Texas nursing homes among leaders in reducing use of antipsychotics

Texas is among the leaders in reducing the off-label use of antipsychotic drugs to treat dementia for seniors in long-term care.

A collaboration between the Texas Department of Aging and Disability Service, the Texas Health Care Association and other advocates for the Lone Star State’s senior citizens is working. Texas is outperforming most states, with a 30 percent reduction in the use of antipsychotic medications as of December 2015.

The impact of this success can’t be adequately measured with statistics, but in the quality of life by those affected. And in the last three months of 2015 — the most recent data available — a total of 2,133 individual senior Texans were able to receive the care they needed and not the pills they don’t.

Antipsychotics are medications that work in the brain, helping block certain chemicals that can cause symptoms of psychosis, such as hallucinations or delusions. Previously, it was thought that these medications were a good way to help alleviate some of the suffering seniors with dementia experience.

However, after using the drugs, trials showed they are not effective for most dementia-related situations. That has led to the national effort, including the state of Texas/THCA partnership, to reduce their use, but it’s hard to change attitudes and perceptions that families and physicians have. Simply put, we have found a better way to care.

A great example of an alternative treatment is the Music and Memory program, which is supported by the Texas Department of Aging and Disability Service.

The Music and Memory program is simple and effective.
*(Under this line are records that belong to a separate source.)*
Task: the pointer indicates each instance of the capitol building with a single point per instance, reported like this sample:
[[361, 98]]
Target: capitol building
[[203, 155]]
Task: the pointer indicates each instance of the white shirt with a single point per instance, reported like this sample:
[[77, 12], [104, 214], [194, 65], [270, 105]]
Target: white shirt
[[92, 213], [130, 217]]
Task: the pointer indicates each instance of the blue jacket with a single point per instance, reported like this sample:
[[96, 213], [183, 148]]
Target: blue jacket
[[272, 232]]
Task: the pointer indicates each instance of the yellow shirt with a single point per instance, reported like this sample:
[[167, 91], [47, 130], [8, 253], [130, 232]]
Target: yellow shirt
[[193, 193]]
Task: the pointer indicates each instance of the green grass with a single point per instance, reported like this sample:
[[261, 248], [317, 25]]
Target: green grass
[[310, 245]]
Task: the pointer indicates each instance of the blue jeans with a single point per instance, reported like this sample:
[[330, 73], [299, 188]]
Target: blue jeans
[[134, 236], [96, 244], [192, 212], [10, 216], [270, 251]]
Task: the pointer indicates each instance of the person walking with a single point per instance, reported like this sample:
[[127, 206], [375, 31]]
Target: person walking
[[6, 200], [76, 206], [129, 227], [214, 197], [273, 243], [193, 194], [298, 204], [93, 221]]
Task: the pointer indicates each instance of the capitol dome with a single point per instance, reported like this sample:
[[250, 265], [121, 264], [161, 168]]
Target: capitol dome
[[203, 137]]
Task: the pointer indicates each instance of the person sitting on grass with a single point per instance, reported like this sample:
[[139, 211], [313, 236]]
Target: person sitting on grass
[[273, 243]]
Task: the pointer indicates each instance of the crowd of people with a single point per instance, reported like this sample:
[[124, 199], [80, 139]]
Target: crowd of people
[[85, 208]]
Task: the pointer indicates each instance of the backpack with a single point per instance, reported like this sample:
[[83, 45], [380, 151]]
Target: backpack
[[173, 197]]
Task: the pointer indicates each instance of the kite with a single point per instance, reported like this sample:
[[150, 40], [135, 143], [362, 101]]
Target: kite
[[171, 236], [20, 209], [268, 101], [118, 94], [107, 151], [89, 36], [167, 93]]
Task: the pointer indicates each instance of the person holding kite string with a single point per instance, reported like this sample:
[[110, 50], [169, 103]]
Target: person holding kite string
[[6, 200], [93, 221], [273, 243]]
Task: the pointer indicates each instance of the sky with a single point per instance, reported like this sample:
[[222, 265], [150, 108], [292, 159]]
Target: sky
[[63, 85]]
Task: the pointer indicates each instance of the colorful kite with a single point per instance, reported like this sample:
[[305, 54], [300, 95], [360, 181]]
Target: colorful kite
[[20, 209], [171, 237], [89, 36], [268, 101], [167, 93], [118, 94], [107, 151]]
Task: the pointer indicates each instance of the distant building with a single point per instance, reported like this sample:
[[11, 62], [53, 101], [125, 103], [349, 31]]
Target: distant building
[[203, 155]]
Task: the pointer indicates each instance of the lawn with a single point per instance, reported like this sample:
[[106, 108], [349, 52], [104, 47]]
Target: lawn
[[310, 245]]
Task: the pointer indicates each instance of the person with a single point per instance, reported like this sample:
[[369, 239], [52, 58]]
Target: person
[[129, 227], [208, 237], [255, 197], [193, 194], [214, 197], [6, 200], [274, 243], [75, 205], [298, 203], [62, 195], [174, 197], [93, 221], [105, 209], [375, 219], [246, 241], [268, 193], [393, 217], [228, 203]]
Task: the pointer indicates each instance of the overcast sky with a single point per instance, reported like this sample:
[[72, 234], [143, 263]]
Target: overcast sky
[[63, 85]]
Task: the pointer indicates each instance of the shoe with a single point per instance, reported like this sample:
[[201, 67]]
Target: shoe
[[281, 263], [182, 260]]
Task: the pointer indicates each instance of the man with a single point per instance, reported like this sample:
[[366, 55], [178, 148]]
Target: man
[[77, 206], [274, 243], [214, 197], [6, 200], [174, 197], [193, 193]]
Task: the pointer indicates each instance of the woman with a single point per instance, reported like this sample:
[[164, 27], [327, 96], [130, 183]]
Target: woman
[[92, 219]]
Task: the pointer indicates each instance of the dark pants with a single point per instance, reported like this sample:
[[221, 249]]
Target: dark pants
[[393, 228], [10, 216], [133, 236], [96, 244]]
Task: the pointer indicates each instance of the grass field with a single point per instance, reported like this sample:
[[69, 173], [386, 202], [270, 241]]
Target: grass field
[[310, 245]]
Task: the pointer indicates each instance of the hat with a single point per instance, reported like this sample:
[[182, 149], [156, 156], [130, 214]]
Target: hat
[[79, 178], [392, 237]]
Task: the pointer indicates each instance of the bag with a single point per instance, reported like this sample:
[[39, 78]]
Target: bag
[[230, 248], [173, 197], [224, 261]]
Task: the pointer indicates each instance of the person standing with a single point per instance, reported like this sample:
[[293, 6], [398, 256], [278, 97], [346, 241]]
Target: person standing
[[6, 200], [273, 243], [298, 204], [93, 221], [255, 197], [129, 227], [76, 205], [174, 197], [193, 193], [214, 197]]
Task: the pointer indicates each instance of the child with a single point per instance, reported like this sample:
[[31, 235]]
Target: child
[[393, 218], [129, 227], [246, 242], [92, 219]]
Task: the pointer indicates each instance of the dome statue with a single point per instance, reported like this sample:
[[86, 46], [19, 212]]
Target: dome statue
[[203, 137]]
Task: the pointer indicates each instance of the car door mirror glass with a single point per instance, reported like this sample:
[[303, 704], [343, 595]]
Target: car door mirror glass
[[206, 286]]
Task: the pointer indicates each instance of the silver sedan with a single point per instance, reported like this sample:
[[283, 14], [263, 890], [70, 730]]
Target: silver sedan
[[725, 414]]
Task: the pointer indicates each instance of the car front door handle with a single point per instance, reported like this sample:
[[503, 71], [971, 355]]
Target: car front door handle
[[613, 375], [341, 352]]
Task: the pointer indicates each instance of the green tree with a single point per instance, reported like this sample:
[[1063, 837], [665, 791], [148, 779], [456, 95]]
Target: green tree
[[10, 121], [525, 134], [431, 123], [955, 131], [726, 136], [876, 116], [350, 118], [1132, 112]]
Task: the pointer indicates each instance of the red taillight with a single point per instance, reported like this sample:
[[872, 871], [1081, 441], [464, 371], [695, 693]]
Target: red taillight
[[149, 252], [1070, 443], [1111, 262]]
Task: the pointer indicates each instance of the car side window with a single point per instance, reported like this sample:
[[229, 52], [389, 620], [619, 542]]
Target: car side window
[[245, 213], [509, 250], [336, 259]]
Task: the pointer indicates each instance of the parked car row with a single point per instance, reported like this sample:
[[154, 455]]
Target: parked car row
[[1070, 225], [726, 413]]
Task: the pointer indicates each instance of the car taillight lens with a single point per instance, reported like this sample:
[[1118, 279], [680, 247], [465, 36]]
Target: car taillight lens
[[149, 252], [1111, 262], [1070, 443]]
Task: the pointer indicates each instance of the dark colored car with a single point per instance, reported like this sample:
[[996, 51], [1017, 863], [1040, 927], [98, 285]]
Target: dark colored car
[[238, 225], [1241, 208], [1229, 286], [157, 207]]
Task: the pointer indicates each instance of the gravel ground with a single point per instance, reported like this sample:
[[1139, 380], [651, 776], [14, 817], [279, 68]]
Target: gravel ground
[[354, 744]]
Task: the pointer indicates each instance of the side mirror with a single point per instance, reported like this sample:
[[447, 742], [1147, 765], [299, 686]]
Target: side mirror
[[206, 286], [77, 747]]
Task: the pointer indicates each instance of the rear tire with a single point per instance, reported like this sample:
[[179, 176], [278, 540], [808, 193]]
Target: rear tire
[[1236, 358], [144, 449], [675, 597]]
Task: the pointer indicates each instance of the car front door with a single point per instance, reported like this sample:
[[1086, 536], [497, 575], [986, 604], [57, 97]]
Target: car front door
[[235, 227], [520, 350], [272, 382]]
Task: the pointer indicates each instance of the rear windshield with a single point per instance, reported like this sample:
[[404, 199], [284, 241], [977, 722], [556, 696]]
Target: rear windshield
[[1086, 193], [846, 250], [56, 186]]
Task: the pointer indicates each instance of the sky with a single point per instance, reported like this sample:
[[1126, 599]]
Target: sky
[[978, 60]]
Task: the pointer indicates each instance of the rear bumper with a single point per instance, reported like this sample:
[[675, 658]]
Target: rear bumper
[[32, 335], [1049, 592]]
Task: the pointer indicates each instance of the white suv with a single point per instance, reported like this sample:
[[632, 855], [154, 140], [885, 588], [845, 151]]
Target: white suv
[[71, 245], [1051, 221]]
The program trains care professionals in how to set up personalized music playlists, delivered on iPods and other digital devices, for those in their care. These musical favorites tap deep memories not lost to dementia and can bring participants back to life, enabling them to feel like themselves again, to converse, socialize and stay present.
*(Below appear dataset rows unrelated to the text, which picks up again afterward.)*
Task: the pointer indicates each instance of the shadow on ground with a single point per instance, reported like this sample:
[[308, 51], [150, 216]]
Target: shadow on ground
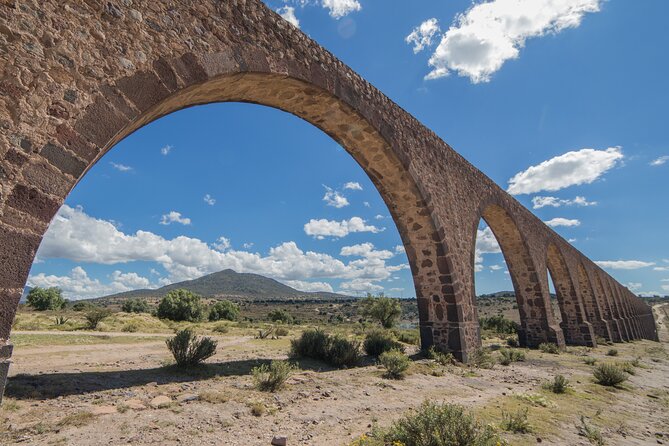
[[52, 385]]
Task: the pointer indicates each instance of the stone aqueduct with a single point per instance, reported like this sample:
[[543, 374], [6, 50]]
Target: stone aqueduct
[[76, 77]]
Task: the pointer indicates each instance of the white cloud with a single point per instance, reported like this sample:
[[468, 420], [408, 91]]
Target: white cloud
[[121, 167], [660, 161], [174, 217], [422, 35], [559, 221], [341, 8], [490, 33], [539, 202], [623, 264], [76, 236], [78, 285], [352, 185], [330, 228], [209, 200], [334, 198], [570, 169], [309, 287], [288, 14]]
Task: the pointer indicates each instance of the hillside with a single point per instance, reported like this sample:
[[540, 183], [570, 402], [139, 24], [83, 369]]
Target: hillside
[[227, 283]]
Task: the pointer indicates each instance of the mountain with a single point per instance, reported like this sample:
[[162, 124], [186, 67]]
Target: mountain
[[228, 283]]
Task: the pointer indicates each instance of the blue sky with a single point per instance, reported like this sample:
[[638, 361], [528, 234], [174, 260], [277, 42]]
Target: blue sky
[[563, 103]]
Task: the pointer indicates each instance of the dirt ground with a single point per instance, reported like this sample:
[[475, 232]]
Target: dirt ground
[[97, 389]]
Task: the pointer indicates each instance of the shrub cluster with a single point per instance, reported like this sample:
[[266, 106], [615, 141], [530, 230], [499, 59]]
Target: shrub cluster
[[335, 350], [380, 341], [188, 349]]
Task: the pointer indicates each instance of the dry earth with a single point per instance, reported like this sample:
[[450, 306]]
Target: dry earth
[[97, 389]]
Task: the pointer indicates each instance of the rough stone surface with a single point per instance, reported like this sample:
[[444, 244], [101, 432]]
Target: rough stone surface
[[76, 79]]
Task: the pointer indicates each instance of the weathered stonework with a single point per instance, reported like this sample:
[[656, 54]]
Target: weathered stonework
[[77, 77]]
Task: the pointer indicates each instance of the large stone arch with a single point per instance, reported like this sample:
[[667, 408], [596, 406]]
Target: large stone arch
[[77, 78], [575, 326]]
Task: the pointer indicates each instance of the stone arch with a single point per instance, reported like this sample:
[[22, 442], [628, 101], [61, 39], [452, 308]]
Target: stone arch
[[575, 326], [532, 298]]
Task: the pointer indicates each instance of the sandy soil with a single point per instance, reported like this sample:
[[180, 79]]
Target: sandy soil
[[100, 395]]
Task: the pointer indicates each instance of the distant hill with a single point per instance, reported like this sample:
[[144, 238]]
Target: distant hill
[[229, 284]]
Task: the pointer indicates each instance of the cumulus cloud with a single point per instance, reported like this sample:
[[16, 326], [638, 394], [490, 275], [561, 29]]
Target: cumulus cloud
[[490, 33], [539, 202], [353, 185], [570, 169], [174, 217], [659, 161], [288, 14], [209, 200], [341, 8], [334, 198], [331, 228], [120, 167], [559, 221], [78, 285], [422, 36], [76, 236], [623, 264]]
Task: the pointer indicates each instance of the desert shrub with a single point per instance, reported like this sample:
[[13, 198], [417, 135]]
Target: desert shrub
[[516, 422], [384, 310], [395, 362], [549, 347], [135, 306], [482, 359], [280, 315], [509, 355], [224, 310], [181, 305], [612, 352], [95, 316], [440, 425], [188, 349], [498, 324], [42, 299], [272, 377], [560, 384], [380, 341], [608, 374]]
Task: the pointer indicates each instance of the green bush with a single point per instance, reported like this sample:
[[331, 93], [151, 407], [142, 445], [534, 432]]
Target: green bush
[[549, 347], [135, 306], [224, 310], [95, 316], [188, 349], [42, 299], [608, 374], [181, 305], [516, 422], [279, 315], [272, 377], [395, 362], [384, 310], [440, 425], [509, 355], [560, 384], [380, 341]]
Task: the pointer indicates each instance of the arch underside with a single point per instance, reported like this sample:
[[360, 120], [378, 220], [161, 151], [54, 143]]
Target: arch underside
[[61, 110]]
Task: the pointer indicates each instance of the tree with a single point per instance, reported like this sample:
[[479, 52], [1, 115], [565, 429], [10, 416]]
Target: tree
[[384, 310], [42, 299], [224, 310], [135, 306], [181, 305]]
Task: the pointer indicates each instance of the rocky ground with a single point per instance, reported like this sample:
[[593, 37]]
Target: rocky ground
[[122, 390]]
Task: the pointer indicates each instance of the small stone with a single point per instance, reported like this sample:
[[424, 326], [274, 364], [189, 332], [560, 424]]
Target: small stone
[[279, 440], [160, 401]]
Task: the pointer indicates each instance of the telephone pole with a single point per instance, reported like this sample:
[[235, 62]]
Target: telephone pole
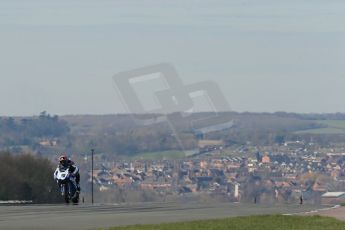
[[92, 153]]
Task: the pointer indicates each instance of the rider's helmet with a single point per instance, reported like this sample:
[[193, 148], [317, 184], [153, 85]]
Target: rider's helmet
[[63, 160]]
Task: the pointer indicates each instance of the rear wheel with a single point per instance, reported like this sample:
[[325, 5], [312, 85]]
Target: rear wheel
[[66, 195]]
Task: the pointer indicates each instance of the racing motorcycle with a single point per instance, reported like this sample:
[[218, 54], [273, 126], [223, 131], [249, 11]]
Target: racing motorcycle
[[67, 184]]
The method is rooted in extensive brain research, and is quite effective in improving quality of life for residents without drugs.

Most nursing home residents who are on antipsychotic medications arrive at the nursing facility already on them. But programs like Music and Memory are helping caregivers reduce the dosage of these medications and ultimately to discontinue their use.

“Texas nursing home operators are already working to raise the bar on quality of care, and these improvements to the Five-Star Quality Rating System are based on measures we are laser-focused on,” Warren said.